Entiendo mejor que nadie las diferencias entre aromas: la cáscara exterior (la corteza volcánica cítrica, ácido aterciopelado, una cortina líquida desciende por los valles nostálgicos; ese olor es un pleonasmo, lo he poseído en otros lugares ¿dónde fue? En un mercado otoñal, en un altar, en una ofrenda. ¡Debe serlo! No lo había notado antes, todas las mandarinas padecen una conexión aromática, espiritual y sensitiva con las flores de cempasúchil, las retengo y me encuentro con el recuerdo de ese aroma por todos lados. Es una conmemoración centrífuga, un recordatorio del cambio de viento. Es una asociación aromática y sentimental que recién descubrí. Y acaparé el extensivo olfato.), la cáscara interior (es una cueva de arrugas frágiles, húmedas y menos trágicas que el manto exterior, lo más cautivador son las telarañas sazonadas que antes mencioné, semejantes a la sinapsis de una neurona; yo cuelgo despreocupado y entablo conversaciones enroscadas con las débiles hamacas.) y el fruto (se me permite nadar en él, pero no alimentarme, es intentar devorar las paredes y provocar una inundación pegajosa y llega a desordenar mis pertenencias. Puede equivocarse en rumbo y desfalcar el latido de la mandarina, los tragos inadmisibles del orbe pulposo, venoso, una bemba robusta deseosa de un beso intenso y fugaz.), pueden ser acertadas o lejanas.
Quisiera recalcar la conexión mística, malévola, inspiradora entre las flores anaranjadas y mi guarida. ¿Soy sólo yo? ¿Soy el único que acepta la presencia de los muertos o su esencia, o el cabello recogido de su esencia? Como si ambos se tratasen de una provocación, un imán naturista, un llamado aromático. La música predilecta, las señales que describen minuciosamente la cariñosa forma de regresar, o de llegar por vez primera.

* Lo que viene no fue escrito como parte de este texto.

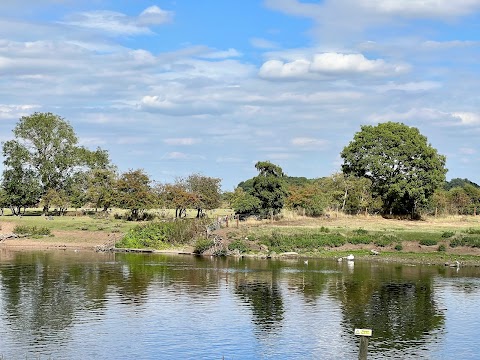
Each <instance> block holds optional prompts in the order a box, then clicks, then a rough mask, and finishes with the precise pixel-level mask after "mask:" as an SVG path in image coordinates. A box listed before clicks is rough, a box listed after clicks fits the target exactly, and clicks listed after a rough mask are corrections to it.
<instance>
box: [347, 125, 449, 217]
mask: <svg viewBox="0 0 480 360" xmlns="http://www.w3.org/2000/svg"><path fill="white" fill-rule="evenodd" d="M341 156H342V158H343V160H344V163H343V165H342V170H343V172H344V173H345V174H347V175H349V174H352V175H354V176H358V177H365V178H367V179H369V180H371V181H372V191H373V194H374V195H379V196H380V197H381V199H382V201H383V212H384V213H391V214H392V213H398V214H411V216H412V217H413V216H414V215H415V214H416V213H417V210H418V207H419V206H420V205H423V204H425V203H426V202H427V200H428V199H429V198H430V197H431V196H432V194H433V193H434V191H435V190H436V189H437V188H438V187H440V186H442V185H443V184H444V182H445V174H446V172H447V170H446V169H445V156H443V155H439V154H438V153H437V150H436V149H434V148H433V147H432V146H431V145H430V144H428V142H427V138H426V137H425V136H423V135H421V134H420V132H419V131H418V129H416V128H414V127H409V126H406V125H404V124H401V123H395V122H386V123H382V124H379V125H377V126H371V125H365V126H362V127H361V131H360V132H357V133H356V134H355V136H354V139H353V141H351V142H350V144H348V145H347V146H346V147H345V148H344V149H343V151H342V153H341Z"/></svg>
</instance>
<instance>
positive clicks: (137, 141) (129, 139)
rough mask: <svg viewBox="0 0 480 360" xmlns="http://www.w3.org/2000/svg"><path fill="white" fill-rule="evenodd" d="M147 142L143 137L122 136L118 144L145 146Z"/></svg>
mask: <svg viewBox="0 0 480 360" xmlns="http://www.w3.org/2000/svg"><path fill="white" fill-rule="evenodd" d="M147 142H148V139H147V138H146V137H141V136H121V137H119V138H118V139H117V141H116V143H117V144H120V145H135V144H145V143H147Z"/></svg>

Huelo en estas flores la mandíbula interna de una nostalgia regañada pero que sabe encontrar perdón en los rezos, en las susurradas confesiones de última hora, en la limpieza y adorno de una tumba. Las flores rebelan el aroma profano de osamentas reservadas para esta noche, para esta flama, para la crema de la cera que escurre por todo el altar, quemando el papel picado, cubriendo la mandarina, ¡encerrándonos!
Haz algo.
Revive esa mandarina.
Sopla la vela. Pero no la noche, ni el rito, y abriga las sombras que nos visitan. Adelante, siéntanse en su sala. Provecho.